The traversers are used any time an XPath takes a step from one node to
the next. (Mostly in select patterns; match patterns are handled a bit
differently.)
The first() and next() methods of traversers come in two flavors. One is
used when we don't care what kind of node it will be -- eg, when the XPath
step is node(), or when we're skipping nodes with //. Or when we're
processing all children of the current node.
The other flavor of first()/next() is used for any XPath step which cares
about the node type and/or node name. If an index is available, this will
try to take advantage of it to quickly jump to the next matching node;
otherwise it walks all nodes in that axis, testing every one until it
either finds one that matches or runs off the end of the axis.

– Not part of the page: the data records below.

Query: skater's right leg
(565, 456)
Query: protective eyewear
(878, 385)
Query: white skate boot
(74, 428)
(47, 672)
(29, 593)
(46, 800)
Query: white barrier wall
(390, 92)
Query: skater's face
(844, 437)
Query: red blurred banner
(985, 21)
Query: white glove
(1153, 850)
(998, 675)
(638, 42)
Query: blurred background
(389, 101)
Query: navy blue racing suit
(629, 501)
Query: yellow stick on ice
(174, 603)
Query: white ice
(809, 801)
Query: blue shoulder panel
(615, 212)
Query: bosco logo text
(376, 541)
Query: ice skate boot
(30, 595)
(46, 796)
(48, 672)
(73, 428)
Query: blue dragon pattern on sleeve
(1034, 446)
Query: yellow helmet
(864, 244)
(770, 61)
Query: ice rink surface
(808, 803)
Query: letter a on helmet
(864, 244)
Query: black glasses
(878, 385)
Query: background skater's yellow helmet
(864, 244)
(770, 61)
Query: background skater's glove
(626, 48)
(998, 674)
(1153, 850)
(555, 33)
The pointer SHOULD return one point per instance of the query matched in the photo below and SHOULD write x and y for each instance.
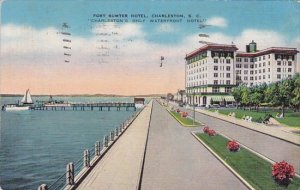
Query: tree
(295, 101)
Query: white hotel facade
(214, 69)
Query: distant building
(265, 66)
(214, 69)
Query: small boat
(26, 102)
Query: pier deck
(120, 168)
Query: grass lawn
(291, 118)
(255, 170)
(185, 121)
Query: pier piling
(86, 156)
(43, 187)
(70, 174)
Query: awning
(217, 98)
(229, 98)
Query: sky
(123, 56)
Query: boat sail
(27, 98)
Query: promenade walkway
(176, 160)
(269, 146)
(120, 168)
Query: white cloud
(217, 21)
(165, 28)
(134, 54)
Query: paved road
(266, 145)
(120, 168)
(176, 160)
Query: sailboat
(26, 102)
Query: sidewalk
(175, 160)
(273, 131)
(121, 166)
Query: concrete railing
(75, 173)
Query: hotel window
(278, 76)
(216, 89)
(227, 89)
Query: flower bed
(205, 129)
(211, 132)
(254, 169)
(283, 172)
(184, 114)
(233, 146)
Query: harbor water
(36, 146)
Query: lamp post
(193, 108)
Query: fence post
(43, 187)
(106, 141)
(112, 136)
(70, 174)
(86, 160)
(97, 148)
(117, 131)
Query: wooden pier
(86, 106)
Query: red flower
(282, 172)
(211, 132)
(233, 146)
(205, 129)
(184, 114)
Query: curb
(183, 123)
(224, 163)
(286, 140)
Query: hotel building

The traversers are used by the iterators, and the iterators are the core
of how we've implemented XPath -- so this code can get pounded on pretty
heavily.
If your stylesheet has relatively few, simple, general, and local selects,
the indexes may not be buying you much. If you're doing a lot of longer
jumps around your document, the indexes may improve performance
considerably. Consider the case of a document such as
<doc>
<chapter>containing many sections, paragraphs, images,
etc.</chapter>
... many of these chapters ...
</doc>
Now let's say you want to build a table of illustrations, an index, etc.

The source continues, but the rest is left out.